Dr Tan Poh Lin, dari Sekolah Kebijakan Publik Lee Kuan Yew di Universitas Nasional Singapura, mengatakan tentang langkah -langkah untuk meningkatkan tingkat kelahiran: "Konsensus dari bukti internasional menunjukkan bahwa insentif memang memiliki efek yang positif tetapi lemah.

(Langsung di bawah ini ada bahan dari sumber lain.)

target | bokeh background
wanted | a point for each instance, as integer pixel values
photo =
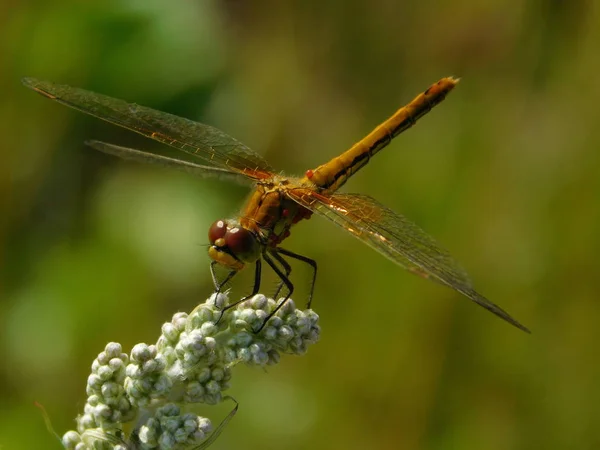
(505, 174)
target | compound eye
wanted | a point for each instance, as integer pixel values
(241, 242)
(217, 231)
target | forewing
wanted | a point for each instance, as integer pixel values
(197, 139)
(131, 154)
(398, 239)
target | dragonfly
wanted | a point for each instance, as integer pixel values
(278, 202)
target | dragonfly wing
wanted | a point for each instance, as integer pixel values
(131, 154)
(197, 139)
(398, 239)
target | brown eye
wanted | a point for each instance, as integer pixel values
(241, 242)
(217, 230)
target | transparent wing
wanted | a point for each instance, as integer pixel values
(396, 238)
(131, 154)
(202, 141)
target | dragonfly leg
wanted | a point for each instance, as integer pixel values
(311, 262)
(255, 289)
(219, 284)
(286, 266)
(285, 280)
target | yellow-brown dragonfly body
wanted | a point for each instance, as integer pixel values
(279, 202)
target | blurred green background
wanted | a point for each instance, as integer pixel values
(505, 174)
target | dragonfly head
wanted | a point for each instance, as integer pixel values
(232, 245)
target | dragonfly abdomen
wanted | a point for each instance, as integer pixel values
(332, 175)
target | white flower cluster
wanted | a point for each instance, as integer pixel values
(190, 363)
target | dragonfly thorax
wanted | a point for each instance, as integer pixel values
(232, 245)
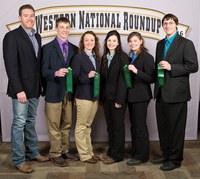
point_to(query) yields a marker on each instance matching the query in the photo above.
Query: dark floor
(79, 170)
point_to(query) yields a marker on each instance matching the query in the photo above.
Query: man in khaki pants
(57, 56)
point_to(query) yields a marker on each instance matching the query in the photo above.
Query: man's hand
(21, 96)
(165, 65)
(61, 72)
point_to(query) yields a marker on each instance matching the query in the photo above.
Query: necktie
(65, 55)
(133, 57)
(167, 45)
(109, 58)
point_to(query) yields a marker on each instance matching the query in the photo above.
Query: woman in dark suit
(84, 66)
(142, 72)
(113, 93)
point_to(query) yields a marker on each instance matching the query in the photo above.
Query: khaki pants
(59, 119)
(86, 111)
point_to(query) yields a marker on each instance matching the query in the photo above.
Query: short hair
(62, 19)
(170, 16)
(25, 6)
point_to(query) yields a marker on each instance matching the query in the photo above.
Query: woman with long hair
(84, 66)
(113, 95)
(142, 73)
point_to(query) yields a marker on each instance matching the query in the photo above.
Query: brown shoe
(91, 160)
(96, 157)
(107, 160)
(59, 161)
(70, 156)
(25, 168)
(41, 158)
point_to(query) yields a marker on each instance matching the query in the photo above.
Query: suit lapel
(27, 39)
(88, 60)
(59, 52)
(160, 50)
(70, 53)
(172, 49)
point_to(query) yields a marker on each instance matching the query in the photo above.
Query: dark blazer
(141, 89)
(113, 86)
(183, 59)
(22, 65)
(52, 61)
(81, 66)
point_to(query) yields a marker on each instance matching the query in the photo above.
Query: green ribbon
(69, 81)
(127, 77)
(96, 84)
(161, 76)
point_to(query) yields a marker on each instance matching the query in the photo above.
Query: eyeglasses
(168, 23)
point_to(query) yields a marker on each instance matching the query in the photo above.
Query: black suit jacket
(113, 86)
(22, 65)
(52, 61)
(81, 66)
(141, 89)
(183, 59)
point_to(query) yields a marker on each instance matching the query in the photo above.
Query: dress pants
(86, 111)
(139, 130)
(24, 142)
(116, 130)
(171, 121)
(59, 120)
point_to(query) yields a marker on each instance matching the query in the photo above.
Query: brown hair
(137, 34)
(170, 16)
(62, 19)
(25, 6)
(118, 49)
(96, 48)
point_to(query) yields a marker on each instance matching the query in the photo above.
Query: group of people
(69, 75)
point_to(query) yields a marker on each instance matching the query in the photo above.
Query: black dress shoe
(134, 161)
(159, 160)
(70, 156)
(169, 166)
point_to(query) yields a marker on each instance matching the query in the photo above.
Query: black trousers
(116, 130)
(139, 130)
(171, 121)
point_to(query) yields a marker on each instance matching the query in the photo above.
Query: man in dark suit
(21, 52)
(57, 56)
(176, 58)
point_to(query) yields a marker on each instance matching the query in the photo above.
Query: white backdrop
(188, 14)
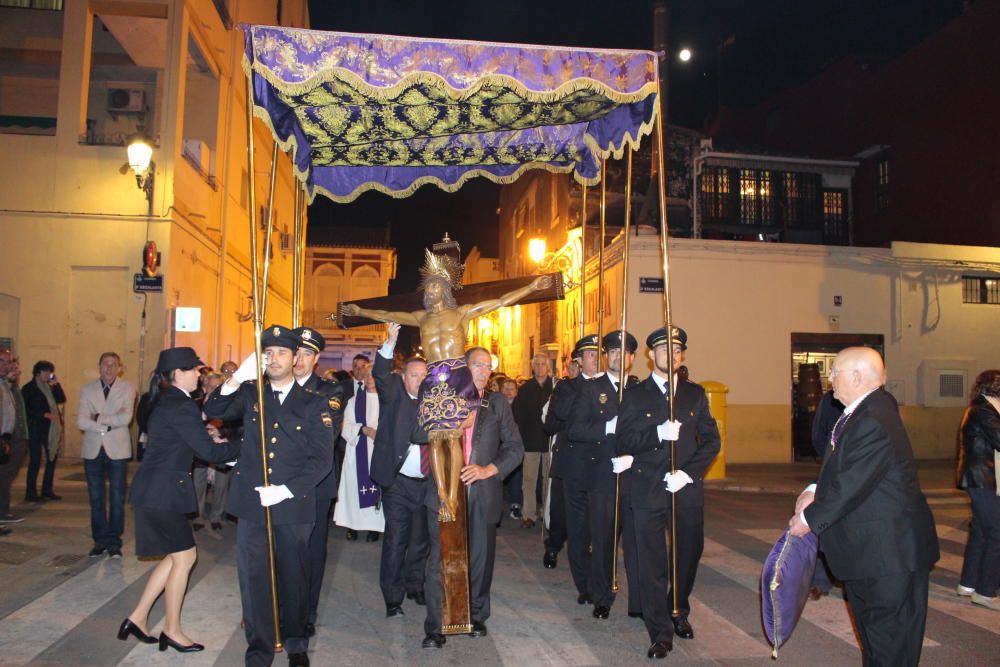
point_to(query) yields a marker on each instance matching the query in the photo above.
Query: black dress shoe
(129, 628)
(659, 650)
(166, 641)
(298, 659)
(682, 628)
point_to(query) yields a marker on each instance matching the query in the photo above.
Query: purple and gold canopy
(375, 112)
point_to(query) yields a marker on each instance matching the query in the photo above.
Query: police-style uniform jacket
(333, 392)
(299, 444)
(560, 405)
(496, 440)
(397, 417)
(643, 408)
(176, 435)
(589, 449)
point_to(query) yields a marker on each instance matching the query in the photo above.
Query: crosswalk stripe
(727, 642)
(527, 626)
(211, 615)
(34, 627)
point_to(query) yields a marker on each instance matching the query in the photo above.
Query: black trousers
(590, 518)
(482, 554)
(317, 552)
(890, 613)
(556, 537)
(647, 565)
(290, 543)
(404, 544)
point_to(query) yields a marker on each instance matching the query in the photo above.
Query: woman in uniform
(163, 494)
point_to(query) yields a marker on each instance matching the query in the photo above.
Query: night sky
(744, 51)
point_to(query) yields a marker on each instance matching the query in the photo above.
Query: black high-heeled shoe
(166, 641)
(129, 628)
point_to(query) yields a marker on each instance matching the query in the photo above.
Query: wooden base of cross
(456, 615)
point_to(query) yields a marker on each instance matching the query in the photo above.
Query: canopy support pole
(661, 181)
(298, 256)
(257, 329)
(621, 380)
(267, 234)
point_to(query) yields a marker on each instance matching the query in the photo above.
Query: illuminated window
(980, 290)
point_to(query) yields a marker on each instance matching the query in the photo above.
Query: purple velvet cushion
(784, 585)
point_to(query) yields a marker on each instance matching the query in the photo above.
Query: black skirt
(160, 532)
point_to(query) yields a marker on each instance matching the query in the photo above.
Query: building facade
(77, 80)
(360, 266)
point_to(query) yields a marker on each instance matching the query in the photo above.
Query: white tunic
(348, 512)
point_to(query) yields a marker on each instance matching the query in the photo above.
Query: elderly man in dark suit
(299, 447)
(871, 517)
(396, 467)
(496, 451)
(645, 433)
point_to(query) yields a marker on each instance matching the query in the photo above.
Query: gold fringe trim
(612, 151)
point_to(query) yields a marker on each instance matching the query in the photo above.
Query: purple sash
(368, 492)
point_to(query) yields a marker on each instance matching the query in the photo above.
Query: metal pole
(621, 380)
(600, 260)
(661, 179)
(257, 328)
(267, 234)
(583, 264)
(297, 259)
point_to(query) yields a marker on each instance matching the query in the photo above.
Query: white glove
(272, 495)
(677, 481)
(669, 430)
(247, 370)
(609, 428)
(620, 464)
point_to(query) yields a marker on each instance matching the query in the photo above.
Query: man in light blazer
(106, 408)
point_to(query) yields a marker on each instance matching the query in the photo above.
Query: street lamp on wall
(140, 161)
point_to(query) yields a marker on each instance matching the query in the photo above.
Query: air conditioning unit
(126, 100)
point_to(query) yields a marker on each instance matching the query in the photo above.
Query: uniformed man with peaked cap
(585, 353)
(326, 492)
(299, 430)
(589, 482)
(645, 433)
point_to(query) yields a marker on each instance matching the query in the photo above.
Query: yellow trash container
(717, 406)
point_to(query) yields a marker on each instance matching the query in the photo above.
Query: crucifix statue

Dengan tidak adanya insentif, tingkat kesuburan mungkin akan lebih rendah dari sekarang."
Singapura telah lama berjuang dengan penurunan angka kelahiran, meskipun ada banyak langkah untuk mempromosikan orang tua, dari memberi orang tua hadiah uang tunai bonus bayi hingga meningkatkan cuti hamil dan jumlah tempat pengasuhan anak.
Mr Seah Kian Peng, Ketua Komite Parlemen Pemerintah untuk Pengembangan Sosial dan Keluarga, mengatakan bahwa terlepas dari hasil yang agak suram, Singapura tidak dapat menyerah dan melihat meningkatkan tingkat kelahiran sebagai penyebab yang hilang.
Dibutuhkan lebih dari langkah -langkah pemerintah untuk mendorong bangau, katanya. Bos juga dapat memainkan peran mereka untuk mendukung Parenthood, misalnya, dengan lebih memahami staf yang perlu mengambil cuti pengasuhan anak yang mendesak.
Manajer Kemitraan Marcus Cheong, 32, yang menyambut anak keduanya pada bulan Desember tahun lalu, mengatakan ia dan istrinya Si Lin, seorang psikolog berusia 31 tahun, Love Children dan ingin tiga atau empat. Dia juga memiliki anak perempuan yang lebih tua, yang berusia dua tahun.
Mr Cheong mengatakan: "Memiliki 'pekerjaan dari rumah' yang dinormalisasi semalaman telah membuatnya lebih mudah untuk mengeksplorasi pengaturan kerja flexi dengan majikan kami, karena kami berharap dapat mempertahankan pengaturan pengasuhan ini."
Dia juga berterima kasih atas berbagai langkah pemerintah untuk mendukung orang tua.
Mr Jeremy Au juga merasa langkah -langkahnya murah hati. Pemodal ventura berusia 33 tahun itu pindah kembali dari Amerika Serikat bersama istrinya tahun lalu, setelah pandemi mempercepat rencana mereka untuk kembali.
Au mengatakan dia dan istrinya sangat cemas tentang bagaimana pandemi akan mempengaruhi kehamilan, tetapi semuanya ternyata baik.
Nyonya Chui mengatakan dia ingin memiliki tiga anak karena dia berasal dari keluarga besar sendiri. Yang ketiga dari empat anak, dia mengatakan itu menyenangkan dan hidup menjadi bagian dari induk besar.
Dia menambahkan: "Saya sangat berterima kasih atas apa yang telah dilakukan pemerintah sehingga kami tidak perlu terlalu khawatir.
"(Pandemi) sangat terkontrol dan sangat aman dan aman sehingga kita bisa berpikir memiliki anak."